Fatores silenciosos, mas perigosos
Grande parte dos riscos cardiovasculares mais graves são silenciosos e, por isso, muitas vezes ignorados. “Colesterol alto, glicemia elevada, hipertensão arterial e até alterações de ácido úrico não causam sintomas no início. Mas sua combinação pode desencadear doenças arterioscleróticas graves”, alerta Alessandri.
Outro fator crônico que merece atenção é a hipertensão, que também pode estar elevada sem provocar qualquer manifestação sintomática, assim como a arritmia. Isso demonstra a importância da realização de check-ups: antecipam diagnósticos e permitem intervenções precoces.
Jovens também precisam olhar para o coração?
Para adultos jovens (entre 20 e 30 anos) saudáveis, com pressão e IMC normais, a avaliação cardíaca mais detalhada não é obrigatória. Mas, em casos de histórico familiar, estilo de vida sedentário, uso de substâncias ou entrada em atividades esportivas de alta exigência, os cuidados devem ser ampliados.
“Se o jovem vai ingressar numa carreira esportiva, por exemplo, deve realizar exames como ECG, ecodopplercardiograma e teste ergoespirométrico para avaliar a condição cardiovascular basal”, afirma Sandra Alessandri, cardiologista e docente de medicina da Unicid.
Ela também chama atenção para hábitos cotidianos — como tabagismo, má alimentação e ritmo de sono irregular — que, embora muitas vezes normalizados, afetam diretamente a saúde do coração.
Estresse, ansiedade e hormônios também pesam
O estresse crônico e a ansiedade não aparecem em exames tradicionais, mas deixam rastros. O aumento persistente dos níveis de cortisol está associado a distúrbios do sono, alterações na imunidade, elevação da pressão arterial e desregulação glicêmica. “A avaliação começa por uma boa anamnese, onde se localizam os fatores estressantes. Depois, exames laboratoriais podem ajudar a quantificar o impacto”, explica a médica.
E no caso das mulheres, há ainda os efeitos dos hormônios e do uso de anticoncepcionais. “Antes da menopausa, as mulheres têm menor risco cardiovascular em relação aos homens da mesma idade. Mas após a queda dos níveis hormonais, esse risco se iguala”, afirma Alessandri. “Além disso, o uso de anticoncepcionais pode aumentar o risco de eventos trombóticos, especialmente em combinação com hábitos como o tabagismo”, explica.
Quando procurar o clínico geral ou o cardiologista?
O clínico geral pode conduzir bem os exames de rotina, monitoramento da pressão arterial e o pedido de exames laboratoriais iniciais. No entanto, segundo a médica, a avaliação com um cardiologista é fundamental em casos de alterações nos exames ou sintomas sugestivos de comprometimento do sistema circulatório. “Mesmo sem sintomas, um bom exame clínico feito pelo especialista pode identificar sinais iniciais de doenças graves. A consulta especializada é a chance de prevenir antes que a situação se torne crítica”, detalha.

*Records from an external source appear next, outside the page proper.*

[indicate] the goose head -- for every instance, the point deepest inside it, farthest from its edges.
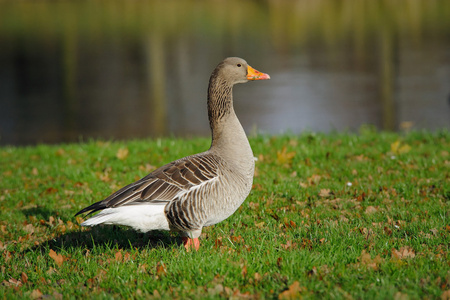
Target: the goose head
(236, 70)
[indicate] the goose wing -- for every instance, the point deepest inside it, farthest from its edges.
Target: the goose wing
(164, 184)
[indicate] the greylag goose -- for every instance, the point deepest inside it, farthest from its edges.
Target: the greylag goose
(198, 190)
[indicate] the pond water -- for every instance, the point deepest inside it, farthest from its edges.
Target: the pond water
(75, 70)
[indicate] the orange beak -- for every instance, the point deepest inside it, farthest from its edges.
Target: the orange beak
(253, 74)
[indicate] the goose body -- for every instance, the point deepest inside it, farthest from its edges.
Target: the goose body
(198, 190)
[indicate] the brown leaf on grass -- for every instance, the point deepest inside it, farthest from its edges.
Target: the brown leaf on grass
(35, 171)
(401, 296)
(12, 283)
(118, 256)
(284, 157)
(366, 260)
(387, 230)
(24, 277)
(314, 179)
(50, 190)
(398, 148)
(35, 294)
(161, 269)
(122, 153)
(58, 258)
(279, 261)
(445, 295)
(293, 292)
(404, 252)
(244, 271)
(325, 193)
(371, 210)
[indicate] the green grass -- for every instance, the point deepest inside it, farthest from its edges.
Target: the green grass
(330, 216)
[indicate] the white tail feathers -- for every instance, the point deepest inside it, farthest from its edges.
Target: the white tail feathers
(142, 217)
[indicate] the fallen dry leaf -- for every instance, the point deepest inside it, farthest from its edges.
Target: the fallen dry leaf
(366, 260)
(118, 256)
(404, 252)
(122, 153)
(161, 269)
(35, 294)
(445, 295)
(284, 157)
(292, 293)
(58, 258)
(24, 277)
(398, 148)
(401, 296)
(371, 210)
(325, 193)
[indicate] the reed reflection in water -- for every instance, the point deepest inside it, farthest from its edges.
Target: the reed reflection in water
(127, 69)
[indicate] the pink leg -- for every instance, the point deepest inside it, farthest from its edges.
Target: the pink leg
(188, 243)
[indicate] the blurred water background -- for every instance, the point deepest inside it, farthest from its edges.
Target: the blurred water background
(73, 70)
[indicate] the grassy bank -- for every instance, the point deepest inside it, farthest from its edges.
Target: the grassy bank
(330, 215)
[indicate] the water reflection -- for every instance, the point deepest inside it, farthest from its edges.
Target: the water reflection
(126, 69)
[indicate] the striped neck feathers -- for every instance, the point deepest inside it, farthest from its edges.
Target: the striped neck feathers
(220, 100)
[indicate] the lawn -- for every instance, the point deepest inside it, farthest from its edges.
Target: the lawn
(341, 215)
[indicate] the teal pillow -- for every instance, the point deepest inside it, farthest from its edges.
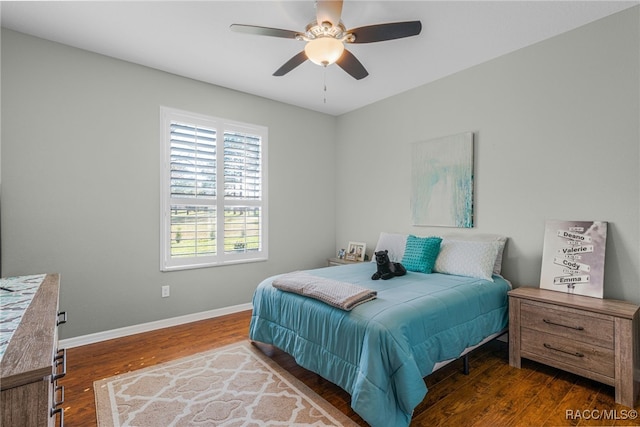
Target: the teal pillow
(420, 253)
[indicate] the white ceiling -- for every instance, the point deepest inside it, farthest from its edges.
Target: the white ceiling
(192, 39)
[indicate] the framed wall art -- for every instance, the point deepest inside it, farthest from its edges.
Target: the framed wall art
(573, 257)
(355, 251)
(442, 181)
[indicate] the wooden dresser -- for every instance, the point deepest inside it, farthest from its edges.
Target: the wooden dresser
(592, 337)
(32, 364)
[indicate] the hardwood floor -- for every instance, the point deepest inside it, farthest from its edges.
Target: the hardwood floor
(493, 394)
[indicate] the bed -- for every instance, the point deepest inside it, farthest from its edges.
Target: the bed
(380, 350)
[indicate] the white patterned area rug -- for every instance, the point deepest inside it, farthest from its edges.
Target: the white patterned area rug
(234, 386)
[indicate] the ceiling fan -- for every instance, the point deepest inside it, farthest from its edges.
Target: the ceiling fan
(326, 37)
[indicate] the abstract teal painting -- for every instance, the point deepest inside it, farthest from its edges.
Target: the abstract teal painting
(442, 181)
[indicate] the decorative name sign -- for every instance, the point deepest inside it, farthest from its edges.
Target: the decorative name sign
(573, 257)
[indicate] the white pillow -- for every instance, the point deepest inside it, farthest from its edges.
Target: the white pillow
(467, 258)
(502, 240)
(394, 243)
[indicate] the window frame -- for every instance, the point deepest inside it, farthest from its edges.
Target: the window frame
(169, 263)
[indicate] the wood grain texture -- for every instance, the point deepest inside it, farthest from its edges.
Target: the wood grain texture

Prevenir é mais barato — e mais inteligente
A Opas destaca que mais de três quartos das mortes por doenças cardiovasculares ocorrem em países de baixa e média renda, como o Brasil. Entre as 17 milhões de mortes prematuras (com menos de 70 anos) causadas por doenças crônicas não transmissíveis, 37% são de origem cardiovascular.
“Não é que os pacientes resistam ao cardiologista — é que, sem sintomas, não se sentem motivados a ir”, alerta a docente. “Por isso, o papel do médico assistente é fundamental para mostrar que o check-up salva vidas. Quanto antes começarmos, melhor”, finaliza.